BAMIYAN, Afghanistan — In the cave-dweller’s community called Patokhlama, on a cliff face a few hundred yards east of the niche that once held the smaller of the two Bamiyan Buddhas, is a tiny school built partly into a cave, with a small dynamo of a teacher.
Fershat _ she uses just one name _ is either 14 or 15 years old, she’s not sure which. She teaches reading in the local Dari language.
American kids could identify with parts of her story, which she delivers in rapid-fire, excellent English that she learned in school and by talking with visiting English speakers. She struggles to get along with her stepmother, she enjoys helping the 28 students at her school.
Other parts wouldn’t feel familiar, like living in a cave with no heat in sometimes subzero nights, with her stepmother, unemployed father, three brothers and two sisters. The kids are constantly sick, and the adults often are, too. Her mother died, Fershat said, between coughs, from something that caused terrible headaches.
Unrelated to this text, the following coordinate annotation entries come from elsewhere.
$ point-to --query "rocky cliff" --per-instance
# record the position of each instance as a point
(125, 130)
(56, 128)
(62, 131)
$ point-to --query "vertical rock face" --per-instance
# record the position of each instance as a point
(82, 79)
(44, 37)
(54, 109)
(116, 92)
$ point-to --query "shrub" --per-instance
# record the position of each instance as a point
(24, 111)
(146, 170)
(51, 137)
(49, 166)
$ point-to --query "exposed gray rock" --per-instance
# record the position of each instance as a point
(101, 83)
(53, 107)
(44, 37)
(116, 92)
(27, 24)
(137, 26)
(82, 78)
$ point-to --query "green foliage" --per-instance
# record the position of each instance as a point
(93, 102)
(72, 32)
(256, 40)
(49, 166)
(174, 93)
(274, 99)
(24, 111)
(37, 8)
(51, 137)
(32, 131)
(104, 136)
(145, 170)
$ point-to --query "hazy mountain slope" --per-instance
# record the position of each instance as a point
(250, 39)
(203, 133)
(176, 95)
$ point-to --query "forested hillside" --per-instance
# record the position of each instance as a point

The $50 a month teaching stipend she earns from PARSA, the Afghan charity that sponsors the school, is the family’s main income. On rare days, mainly in warmer months, her father earns a dollar to two working on potato farms.
Fershat’s English skills could be valuable one day, and she pounces on any chance to use them. Her hope one day is to be an English teacher; the PARSA-funded school doesn’t have an English-language class.
“I have one goal, one dream only,” she said, “and that is to teach English to the other children one day.”